Yeah, the LoRA part is from scratch. The LLM backbone in this example is not, this is to provide a concrete example. But you could apply the exact same LoRA from scratch code to a pure PyTorch model if you wanted to:

E.g.

    class MultilayerPerceptron(nn.Module):

        def __init__(self, num_features, num_hidden_1, num_hidden_2, num_classes):
            super().__init__()

            self.layers = nn.Sequential(
                nn.Linear(num_features, num_hidden_1),
                nn.ReLU(),
                nn.Linear(num_hidden_1, num_hidden_2),
                nn.ReLU(),
                nn.Linear(num_hidden_2, num_classes)
            )

        def forward(self, x):
            x = self.layers(x)
            return x

    model = MultilayerPerceptron(
        num_features=num_features,
        num_hidden_1=num_hidden_1,
        num_hidden_2=num_hidden_2, 
        num_classes=num_classes
    )

    model.layers[0] = LinearWithLoRA(model.layers[0], rank=4, alpha=1)
    model.layers[2] = LinearWithLoRA(model.layers[2], rank=4, alpha=1)
    model.layers[4] = LinearWithLoRA(model.layers[4], rank=4, alpha=1)

_bifc · 2024-01-23T06:51:36 1705992696

If anyone is interested in a more 'pure' or 'scratch' implementation, check out https://github.com/michaelnny/QLoRA-LLM. (author here) It also supports 4-bit quantized LoRA, using only PyTorch and bitsandbytes, without any other tools.

2024throwaway · 2024-01-22T18:13:26 1705947206

This apple pie recipe claims to be from scratch, but they cooked it in an off the shelf oven. So it's from scratch on top of the universe...

dymk · 2024-01-22T17:52:06 1705945926

Not to be confused with LoRa ("long range"), a radio communication protocol. At first I thought this could be about using LLMs to find optimal protocol parameters, but alas.

OJFord · 2024-01-22T17:57:50 1705946270

It's the first thing that comes to my mind too, but this is mentioned in every thread (and there are far more of them for LoRA than LoRa atm), and in this case there's unlikely to be much confusion because it starts by spelling out the acronym: 'LoRA, which stands for Low Rank Adaptation, [...]'.

cpfohl · 2024-01-22T17:54:00 1705946040

I had the exact same confusion

the__alchemist · 2024-01-22T18:45:11 1705949111

Concur; or at least don't use a mix of lower and upper-case, like the radio. I think there would be less mis-assumptions if they had called it "LORA", "Lora", "lora" etc. "LoRA" is asking for trouble.
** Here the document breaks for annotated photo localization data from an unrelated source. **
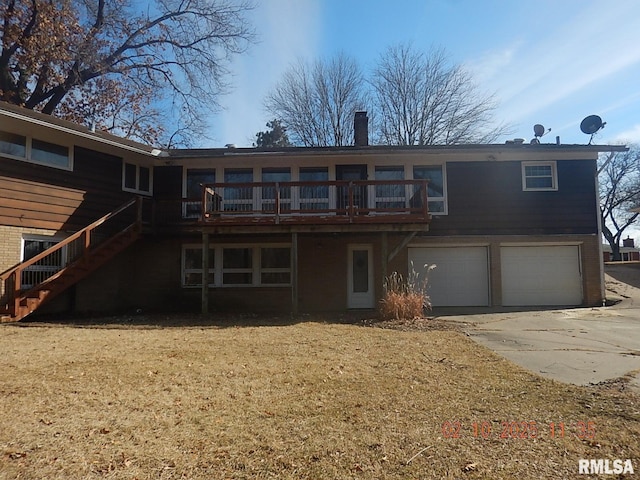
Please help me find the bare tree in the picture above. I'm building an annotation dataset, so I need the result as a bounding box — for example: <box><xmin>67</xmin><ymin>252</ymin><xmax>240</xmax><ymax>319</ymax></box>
<box><xmin>264</xmin><ymin>53</ymin><xmax>368</xmax><ymax>147</ymax></box>
<box><xmin>599</xmin><ymin>147</ymin><xmax>640</xmax><ymax>261</ymax></box>
<box><xmin>370</xmin><ymin>44</ymin><xmax>508</xmax><ymax>145</ymax></box>
<box><xmin>0</xmin><ymin>0</ymin><xmax>255</xmax><ymax>145</ymax></box>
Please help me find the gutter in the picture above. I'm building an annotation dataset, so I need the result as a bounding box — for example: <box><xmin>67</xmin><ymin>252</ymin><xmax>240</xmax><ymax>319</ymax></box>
<box><xmin>0</xmin><ymin>109</ymin><xmax>163</xmax><ymax>157</ymax></box>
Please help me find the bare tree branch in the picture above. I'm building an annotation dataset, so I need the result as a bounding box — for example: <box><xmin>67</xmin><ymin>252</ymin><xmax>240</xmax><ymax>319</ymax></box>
<box><xmin>264</xmin><ymin>53</ymin><xmax>368</xmax><ymax>147</ymax></box>
<box><xmin>599</xmin><ymin>146</ymin><xmax>640</xmax><ymax>260</ymax></box>
<box><xmin>0</xmin><ymin>0</ymin><xmax>255</xmax><ymax>145</ymax></box>
<box><xmin>370</xmin><ymin>44</ymin><xmax>511</xmax><ymax>145</ymax></box>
thelastparadise · 2024-01-22T18:17:05 1705947425

This caught me off-guard as well.

I really wish they could have used abother acronym.
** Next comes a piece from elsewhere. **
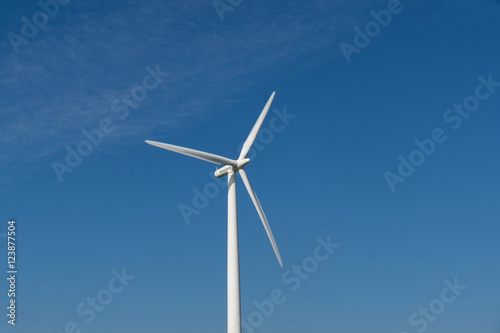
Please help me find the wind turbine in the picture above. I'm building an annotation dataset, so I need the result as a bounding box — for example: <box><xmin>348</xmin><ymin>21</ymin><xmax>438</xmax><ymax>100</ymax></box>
<box><xmin>145</xmin><ymin>91</ymin><xmax>282</xmax><ymax>333</ymax></box>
rasbt · 2024-01-22T18:00:12 1705946412

Hah, yeah that's LoRA as in Low-Rank Adaptation :P

ijhuygft776 · 2024-01-22T18:28:39 1705948119

I wish the wireless LoRa protocol would be open source...

ijhuygft776 · 2024-01-23T17:51:46 1706032306

https://www.epfl.ch/labs/tcl/wp-content/uploads/2020/02/Reve...

gourabmi · 2024-01-22T19:00:54 1705950054

Someone somewhere is already working on naming their project Lehsun.. /s

2024-01-22T23:09:38 1705964978

[dead]

Rudeg · 2024-01-23T00:06:08 1705968368

nice, looks very cool and useful! I'll definitely try it!